Ade menjelaskan, jika perbedaan pendapat ini terus berlarut-larut terjadi di dalam masyarakat, tidak bakalan ada wahyu atau hadist yang turun untuk melerai perbedaan pendapat di antara suatu kelompok atau masyarakat tersebut.
“Jika persatuan dan kesatuan (ittifaq) bisa diwujudkan, kenapa harus memilih ikhtilaf?. Jika keutuhan bisa dicapai, kenapa harus dibuang. Bukankah al-ittihd yujad al-quwwah (kesatuan dan persatuan itu mendatangkan kekuatan)?,” tandasnya.
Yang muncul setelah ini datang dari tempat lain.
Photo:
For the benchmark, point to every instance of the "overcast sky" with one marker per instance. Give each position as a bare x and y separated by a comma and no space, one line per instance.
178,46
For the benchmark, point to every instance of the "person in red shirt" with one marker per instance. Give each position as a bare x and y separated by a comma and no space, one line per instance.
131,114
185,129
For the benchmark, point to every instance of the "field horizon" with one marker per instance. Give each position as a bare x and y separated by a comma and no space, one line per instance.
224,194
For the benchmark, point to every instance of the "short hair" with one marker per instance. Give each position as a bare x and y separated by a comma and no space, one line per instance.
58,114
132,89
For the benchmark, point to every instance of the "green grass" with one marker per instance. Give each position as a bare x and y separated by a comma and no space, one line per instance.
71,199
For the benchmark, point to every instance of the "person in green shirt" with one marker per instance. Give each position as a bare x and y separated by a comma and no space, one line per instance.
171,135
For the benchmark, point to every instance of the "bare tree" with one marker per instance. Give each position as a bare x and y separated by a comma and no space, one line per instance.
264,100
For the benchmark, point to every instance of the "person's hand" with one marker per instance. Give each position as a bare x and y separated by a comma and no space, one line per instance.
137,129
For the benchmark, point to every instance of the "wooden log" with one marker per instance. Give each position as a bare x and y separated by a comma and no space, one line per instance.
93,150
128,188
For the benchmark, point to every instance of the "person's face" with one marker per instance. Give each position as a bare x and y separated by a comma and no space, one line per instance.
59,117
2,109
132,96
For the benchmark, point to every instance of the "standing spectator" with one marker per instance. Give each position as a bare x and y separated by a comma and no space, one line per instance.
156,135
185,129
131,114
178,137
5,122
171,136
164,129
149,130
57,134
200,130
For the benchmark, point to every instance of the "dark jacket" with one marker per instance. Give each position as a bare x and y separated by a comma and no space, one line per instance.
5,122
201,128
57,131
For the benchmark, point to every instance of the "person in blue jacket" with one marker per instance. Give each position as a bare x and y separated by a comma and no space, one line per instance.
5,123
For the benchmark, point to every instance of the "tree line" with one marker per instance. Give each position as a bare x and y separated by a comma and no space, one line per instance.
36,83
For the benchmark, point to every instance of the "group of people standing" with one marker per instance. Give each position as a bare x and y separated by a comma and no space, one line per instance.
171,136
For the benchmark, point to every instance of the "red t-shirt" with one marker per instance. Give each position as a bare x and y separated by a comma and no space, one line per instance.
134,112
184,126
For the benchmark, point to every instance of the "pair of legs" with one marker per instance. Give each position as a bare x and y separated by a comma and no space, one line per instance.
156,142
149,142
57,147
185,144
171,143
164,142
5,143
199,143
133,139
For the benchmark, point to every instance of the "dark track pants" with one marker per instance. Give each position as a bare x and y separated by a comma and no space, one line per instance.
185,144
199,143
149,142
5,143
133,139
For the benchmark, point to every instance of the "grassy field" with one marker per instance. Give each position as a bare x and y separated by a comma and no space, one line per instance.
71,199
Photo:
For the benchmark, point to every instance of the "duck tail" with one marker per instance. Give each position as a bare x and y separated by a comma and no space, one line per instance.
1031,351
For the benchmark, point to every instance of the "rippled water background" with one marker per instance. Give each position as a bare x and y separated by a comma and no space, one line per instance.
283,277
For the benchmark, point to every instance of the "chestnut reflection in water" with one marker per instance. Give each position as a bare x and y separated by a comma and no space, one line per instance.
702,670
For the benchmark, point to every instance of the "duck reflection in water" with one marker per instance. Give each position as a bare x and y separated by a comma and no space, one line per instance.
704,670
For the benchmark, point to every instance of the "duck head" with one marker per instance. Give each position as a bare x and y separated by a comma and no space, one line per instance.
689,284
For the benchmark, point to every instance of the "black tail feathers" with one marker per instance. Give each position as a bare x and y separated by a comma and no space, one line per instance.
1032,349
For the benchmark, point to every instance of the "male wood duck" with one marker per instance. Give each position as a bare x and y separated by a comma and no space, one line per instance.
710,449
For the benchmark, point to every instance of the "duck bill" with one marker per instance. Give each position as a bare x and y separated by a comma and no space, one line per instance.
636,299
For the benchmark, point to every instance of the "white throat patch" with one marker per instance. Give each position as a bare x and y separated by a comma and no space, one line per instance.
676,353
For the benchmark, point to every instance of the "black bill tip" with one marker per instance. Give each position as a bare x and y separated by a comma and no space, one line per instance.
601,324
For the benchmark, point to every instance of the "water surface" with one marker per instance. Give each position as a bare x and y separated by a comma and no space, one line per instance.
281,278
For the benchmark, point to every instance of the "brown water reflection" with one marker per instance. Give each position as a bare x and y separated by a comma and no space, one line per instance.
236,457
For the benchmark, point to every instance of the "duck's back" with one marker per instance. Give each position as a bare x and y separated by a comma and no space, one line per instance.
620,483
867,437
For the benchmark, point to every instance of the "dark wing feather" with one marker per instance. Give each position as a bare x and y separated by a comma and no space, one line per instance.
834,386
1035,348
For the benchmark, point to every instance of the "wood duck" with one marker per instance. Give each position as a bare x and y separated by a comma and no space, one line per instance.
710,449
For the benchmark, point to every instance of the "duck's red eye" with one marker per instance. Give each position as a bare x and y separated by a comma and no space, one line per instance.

Menurut Ade, Jika semua masyarakat lebih legowo dan berjiwa besar, ada lembaga resmi yang memiliki kompetensi dalam menyelesaikan sengketa isu dalam beragama, misalnya saja MUI seperti yang disebutkan di atas.
“Dalam Isu beragama seperti yang terjadi saat ini, saya lebih cenderung ingin melihat adanya kedamaian dengan melibatkan lembaga resmi kita, misalnya MUI. Bagi saya, tugas dan fungsi MUI justru akan terlihat disana, jika memang dirasa ada yang kurang baik dan kontroversi dalam dakwah yang disampaikan oleh seorang da’i atau mubaligh, maka melalui MUI, kita bisa menempuh jalan tengah, atau setidaknya berdialog bermusyawarah untuk mufakat, bukankah itu lebih indah?,” tutupnya.